Na CUF do Barreiro, o Grupo Katins foi recebido por operários que recordavam um passado recente de opressão e que agora ostentavam o poder conquistado no local de trabalho. Um operário insistiu em que a equipa o acompanhasse a casa, para lhe mostrar um volume de "O capital", de Marx, que tinha guardado com orgulho durante muitos anos. 

O contraste com essa memória era particularmente claro nas paredes da fábrica, com os seus cartazes do PCP e da CGTP, e na empilhadora que ostentava uma inscrição dizendo "Lenine". 
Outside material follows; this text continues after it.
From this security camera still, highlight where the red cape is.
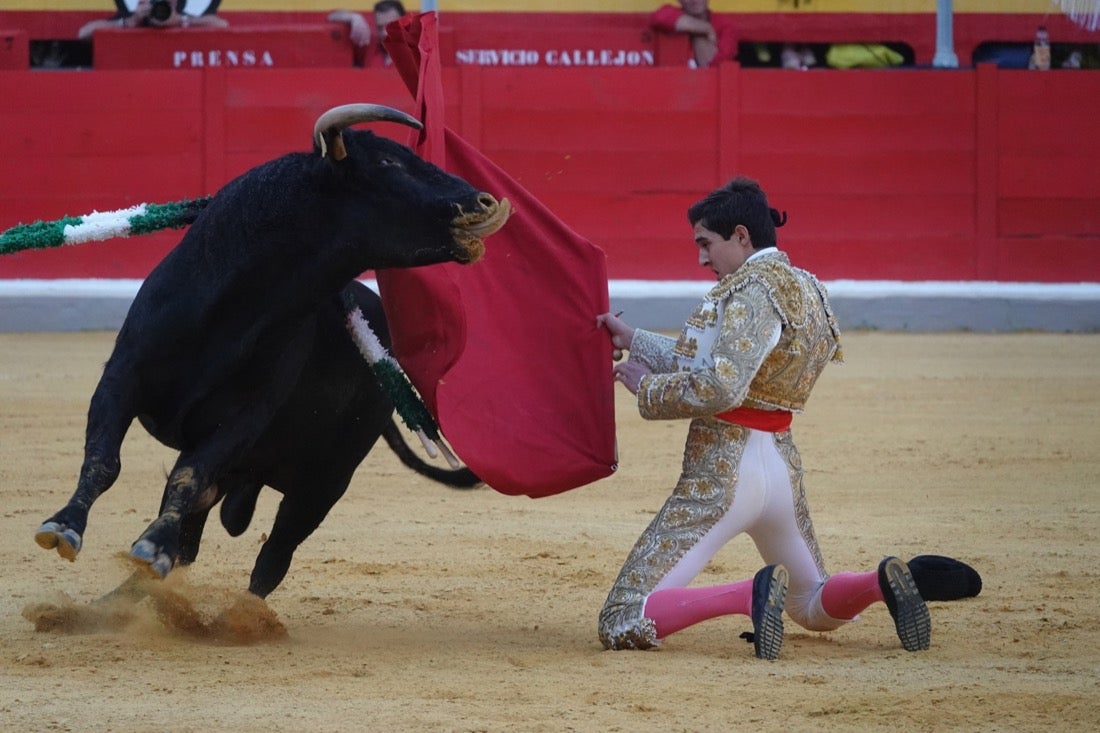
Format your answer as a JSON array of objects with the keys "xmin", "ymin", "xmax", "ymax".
[{"xmin": 376, "ymin": 13, "xmax": 617, "ymax": 497}]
Um outro episódio do documentário leste-alemão diz respeito à ponte sobre o Tejo. Esta tinha mantido durante mais de cinco meses o velho nome, "Salazar", e subitamente, com o fracasso da intentona spinolista de 28 de setembro, surgiu a ideia de substituí-lo, para as comemorações do primeiro 5 de outubro realizadas em liberdade. Organizou-se a substituição e, quando uma equipa de operários da Sorefame estava em vias executá-la, deu-se o acaso de a equipa de Katins passar de carro pelo local e notar os trabalhos de substituição.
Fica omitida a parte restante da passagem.